During the secondary offering, the price was set below market value, making it easier for investors to anticipate a price increase, which eventually occurred. On the stock exchange, the securities traded between 14,000 and 15,000, while the lower limit for the SPO offering was 12,900.

For comparison, the placement of Uzbekinvest shares was also deemed successful, but these were preferred shares, which typically have lower liquidity, Murtazayeva explained.

This is because holders of preferred securities do not possess voting rights at the general meetings of shareholders, resulting in fewer transactions and reduced market activity for such shares. Notably, only 100 bids for Uzbekinvest shares were accepted during its IPO.

Murtazayeva also emphasised that oversubscription is only sometimes an indicator of success. It merely reflects investors’ interest in the company’s shares at the time of the offering. For example, despite a record oversubscription of 131%, Uzbektelecom’s shares fell over 37% below their IPO price.

“The placement of Uzbektelecom shares was relatively successful; however, the lack of post-IPO support resulted in a significant decline in share price. Regarding UzRTSB, while there have been no reports of measures to support the market value of the shares (such as market-making), the high level of investor confidence in the company may help offset this absence,” Tukhtasinov noted.

Nevertheless, UzAuto Motors remains the leader in Uzbekistan’s history for funds raised during a public offering, managing to gather about $5 million from investors (although it initially planned to raise $90 million). UzRTSB sold the planned volume of 42.9 bn soums, approximately $3.3 mln. The last time the state sold shares during a SPO was five years ago, in 2019, when Quartz shares generated $1.65 million.

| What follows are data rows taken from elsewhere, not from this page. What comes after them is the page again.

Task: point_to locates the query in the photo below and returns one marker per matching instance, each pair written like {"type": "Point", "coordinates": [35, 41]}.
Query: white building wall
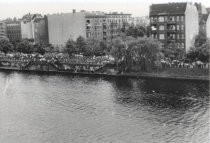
{"type": "Point", "coordinates": [26, 30]}
{"type": "Point", "coordinates": [62, 27]}
{"type": "Point", "coordinates": [208, 27]}
{"type": "Point", "coordinates": [191, 25]}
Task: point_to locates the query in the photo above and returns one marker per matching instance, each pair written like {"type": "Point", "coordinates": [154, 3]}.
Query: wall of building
{"type": "Point", "coordinates": [3, 30]}
{"type": "Point", "coordinates": [40, 30]}
{"type": "Point", "coordinates": [26, 30]}
{"type": "Point", "coordinates": [62, 27]}
{"type": "Point", "coordinates": [14, 31]}
{"type": "Point", "coordinates": [208, 27]}
{"type": "Point", "coordinates": [191, 25]}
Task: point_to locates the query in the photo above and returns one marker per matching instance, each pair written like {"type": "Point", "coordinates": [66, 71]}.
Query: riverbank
{"type": "Point", "coordinates": [172, 73]}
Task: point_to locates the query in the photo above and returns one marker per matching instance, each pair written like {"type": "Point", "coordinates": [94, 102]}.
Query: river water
{"type": "Point", "coordinates": [75, 109]}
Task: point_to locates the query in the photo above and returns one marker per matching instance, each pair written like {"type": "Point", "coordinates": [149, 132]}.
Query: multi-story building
{"type": "Point", "coordinates": [143, 21]}
{"type": "Point", "coordinates": [14, 31]}
{"type": "Point", "coordinates": [40, 30]}
{"type": "Point", "coordinates": [208, 27]}
{"type": "Point", "coordinates": [90, 25]}
{"type": "Point", "coordinates": [174, 23]}
{"type": "Point", "coordinates": [34, 26]}
{"type": "Point", "coordinates": [3, 29]}
{"type": "Point", "coordinates": [116, 23]}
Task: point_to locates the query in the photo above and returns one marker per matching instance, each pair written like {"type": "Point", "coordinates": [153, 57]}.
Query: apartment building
{"type": "Point", "coordinates": [143, 21]}
{"type": "Point", "coordinates": [208, 27]}
{"type": "Point", "coordinates": [117, 23]}
{"type": "Point", "coordinates": [174, 23]}
{"type": "Point", "coordinates": [13, 31]}
{"type": "Point", "coordinates": [90, 25]}
{"type": "Point", "coordinates": [34, 26]}
{"type": "Point", "coordinates": [3, 29]}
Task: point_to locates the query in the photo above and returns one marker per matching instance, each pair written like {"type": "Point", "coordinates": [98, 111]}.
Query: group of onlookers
{"type": "Point", "coordinates": [184, 64]}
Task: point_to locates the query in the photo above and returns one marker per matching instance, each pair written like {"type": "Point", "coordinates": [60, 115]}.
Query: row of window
{"type": "Point", "coordinates": [172, 27]}
{"type": "Point", "coordinates": [118, 16]}
{"type": "Point", "coordinates": [108, 21]}
{"type": "Point", "coordinates": [166, 18]}
{"type": "Point", "coordinates": [179, 45]}
{"type": "Point", "coordinates": [169, 36]}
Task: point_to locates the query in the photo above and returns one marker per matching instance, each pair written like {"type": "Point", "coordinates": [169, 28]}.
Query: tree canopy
{"type": "Point", "coordinates": [25, 47]}
{"type": "Point", "coordinates": [200, 50]}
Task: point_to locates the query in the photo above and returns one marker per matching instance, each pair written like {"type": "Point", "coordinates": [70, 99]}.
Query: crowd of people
{"type": "Point", "coordinates": [184, 64]}
{"type": "Point", "coordinates": [100, 60]}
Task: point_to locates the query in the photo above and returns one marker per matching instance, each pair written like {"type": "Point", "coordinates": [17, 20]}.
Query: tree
{"type": "Point", "coordinates": [49, 48]}
{"type": "Point", "coordinates": [39, 48]}
{"type": "Point", "coordinates": [5, 46]}
{"type": "Point", "coordinates": [141, 54]}
{"type": "Point", "coordinates": [25, 47]}
{"type": "Point", "coordinates": [71, 47]}
{"type": "Point", "coordinates": [136, 31]}
{"type": "Point", "coordinates": [146, 52]}
{"type": "Point", "coordinates": [173, 51]}
{"type": "Point", "coordinates": [80, 44]}
{"type": "Point", "coordinates": [200, 50]}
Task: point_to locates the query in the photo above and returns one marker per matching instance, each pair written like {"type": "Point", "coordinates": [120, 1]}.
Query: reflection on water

“The focus on retail investors was a defining characteristic of the URTSB securities offering. AUGA fulfilled its commitments by prioritising the applications of resident individuals. Additionally, an experiment was conducted using its electronic trading platform (e-auction). AUGA gained valuable experience in the privatisation process. The successful SPO of UzRTSB has provided a significant boost to the development of the stock market, setting a benchmark for future offerings. Moreover, this event highlighted the importance of modern technologies in privatisation and is expected to encourage further introduction of innovative solutions in this area,” concluded Mansurhuja Tukhtasinov.

The future of UzRTSB shares: prospects and expectations

The current price of UzRTSB shares has changed since the Share Placement Offering (SPO) due to additional capitalisation, which increased the number of securities available. As a result, the stock exchange adjusted the share price. Trading of UTSE securities was suspended from November 19 to November 25 to facilitate the distribution of new securities among shareholders. On November 18, the closing price of the shares was 15,399 soums, and by November 26, it was adjusted to 3,079.80 soums. By November 29, the price had risen to 3,498 soums. This indicates that UzRTSB shares have increased by 35.6% compared to the lower cost of the SPO offering.

Analysts anticipate further price growth, predicting a rise to 3,663.6 soums, representing a 42% increase relative to the offering price. This revision of forecasts is attributed to improved expectations regarding the company’s net profit, oversubscription during the SPO, and an expected New Year rally in these securities.